Source: "Crashed Biker Proposes at Accident Scene," Chicago Sun-Times (12-31-03)
Roger Zerbe suffered from early onset Alzheimer's disease. His wife, Becky, remembers a journal entry he left for her after a particularly troubling bout of forgetfulness.
"I picked up the journal on my pillow and read:
Honey,
Today fear is taking over. The day is coming when all my memories of this life we share will be gone. In fact, you and the boys will be gone from me. I will lose you even as I am surrounded by you and your love. I don't want to leave you. I want to grow old in the warmth of memories. Forgive me for leaving so slowly and painfully.
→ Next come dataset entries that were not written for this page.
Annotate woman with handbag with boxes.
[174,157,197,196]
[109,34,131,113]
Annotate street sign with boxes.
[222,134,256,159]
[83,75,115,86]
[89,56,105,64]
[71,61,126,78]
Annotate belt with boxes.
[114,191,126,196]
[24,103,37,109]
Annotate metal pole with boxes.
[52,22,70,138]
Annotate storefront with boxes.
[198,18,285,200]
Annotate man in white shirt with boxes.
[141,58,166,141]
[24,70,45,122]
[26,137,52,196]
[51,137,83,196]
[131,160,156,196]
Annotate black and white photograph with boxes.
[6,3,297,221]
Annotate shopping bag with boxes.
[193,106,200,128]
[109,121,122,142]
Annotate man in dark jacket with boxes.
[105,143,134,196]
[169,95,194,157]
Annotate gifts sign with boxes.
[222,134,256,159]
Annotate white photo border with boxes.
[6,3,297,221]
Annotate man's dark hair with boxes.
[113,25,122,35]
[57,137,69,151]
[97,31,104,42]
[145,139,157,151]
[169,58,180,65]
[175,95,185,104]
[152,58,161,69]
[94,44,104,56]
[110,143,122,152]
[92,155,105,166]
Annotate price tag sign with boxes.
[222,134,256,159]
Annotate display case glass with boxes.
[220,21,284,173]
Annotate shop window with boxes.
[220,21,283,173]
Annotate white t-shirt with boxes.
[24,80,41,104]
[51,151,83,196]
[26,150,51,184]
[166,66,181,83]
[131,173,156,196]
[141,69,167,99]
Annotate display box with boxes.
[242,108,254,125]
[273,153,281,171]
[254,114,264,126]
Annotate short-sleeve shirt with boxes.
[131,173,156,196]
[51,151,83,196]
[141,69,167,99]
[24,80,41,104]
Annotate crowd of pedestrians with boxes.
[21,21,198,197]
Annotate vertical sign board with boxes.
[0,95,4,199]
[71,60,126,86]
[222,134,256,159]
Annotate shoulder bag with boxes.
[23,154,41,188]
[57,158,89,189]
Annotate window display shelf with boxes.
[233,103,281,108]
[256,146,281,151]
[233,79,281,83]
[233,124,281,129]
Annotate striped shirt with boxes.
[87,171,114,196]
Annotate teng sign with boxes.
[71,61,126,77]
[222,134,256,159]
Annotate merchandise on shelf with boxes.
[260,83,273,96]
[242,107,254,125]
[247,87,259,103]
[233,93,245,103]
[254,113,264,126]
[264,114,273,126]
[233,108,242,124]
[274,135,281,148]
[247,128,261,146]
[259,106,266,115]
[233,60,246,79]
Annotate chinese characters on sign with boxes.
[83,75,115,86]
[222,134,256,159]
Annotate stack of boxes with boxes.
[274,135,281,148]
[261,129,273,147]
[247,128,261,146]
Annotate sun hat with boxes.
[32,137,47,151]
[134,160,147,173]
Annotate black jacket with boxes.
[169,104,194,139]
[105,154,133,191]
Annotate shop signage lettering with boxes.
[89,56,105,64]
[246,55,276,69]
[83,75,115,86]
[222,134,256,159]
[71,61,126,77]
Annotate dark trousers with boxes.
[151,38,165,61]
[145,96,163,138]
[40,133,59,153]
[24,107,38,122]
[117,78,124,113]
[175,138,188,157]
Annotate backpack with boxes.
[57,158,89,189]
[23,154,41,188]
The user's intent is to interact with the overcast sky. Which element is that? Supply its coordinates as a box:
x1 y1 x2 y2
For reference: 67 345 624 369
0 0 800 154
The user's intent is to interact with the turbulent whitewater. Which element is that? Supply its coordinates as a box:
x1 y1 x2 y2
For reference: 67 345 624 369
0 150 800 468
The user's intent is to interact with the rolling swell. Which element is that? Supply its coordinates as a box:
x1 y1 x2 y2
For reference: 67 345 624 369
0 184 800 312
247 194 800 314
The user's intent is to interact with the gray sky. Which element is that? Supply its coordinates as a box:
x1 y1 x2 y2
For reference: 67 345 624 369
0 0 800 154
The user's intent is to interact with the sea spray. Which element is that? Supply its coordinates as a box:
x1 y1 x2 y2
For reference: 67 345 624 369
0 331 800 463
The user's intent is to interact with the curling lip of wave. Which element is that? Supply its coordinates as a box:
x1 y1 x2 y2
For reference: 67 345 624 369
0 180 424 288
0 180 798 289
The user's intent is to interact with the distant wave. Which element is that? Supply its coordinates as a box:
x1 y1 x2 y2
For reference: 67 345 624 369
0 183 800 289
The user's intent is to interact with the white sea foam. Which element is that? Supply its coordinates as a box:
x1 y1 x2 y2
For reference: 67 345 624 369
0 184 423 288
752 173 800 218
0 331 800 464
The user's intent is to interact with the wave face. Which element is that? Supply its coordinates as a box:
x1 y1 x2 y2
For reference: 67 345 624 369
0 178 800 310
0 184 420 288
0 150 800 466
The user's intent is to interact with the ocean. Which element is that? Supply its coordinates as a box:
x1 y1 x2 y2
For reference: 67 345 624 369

Blinking back tears, I picked up my pen and wrote:
My sweet husband,
What will happen when we get to the point where you no longer know me? I will continue to go on loving you and caring for you—not because you know me or remember our life, but because I remember you. I will remember the man who proposed to me and told me he loved me, the look on his face when his children were born, the father he was, the way he loved our extended family. I'll recall his love for riding, hiking, and reading; his tears at sentimental movies; the unexpected witty remarks; and how he held my hand while he prayed. I cherish the pleasure, obligation, commitment, and opportunity to care for you because I REMEMBER YOU!"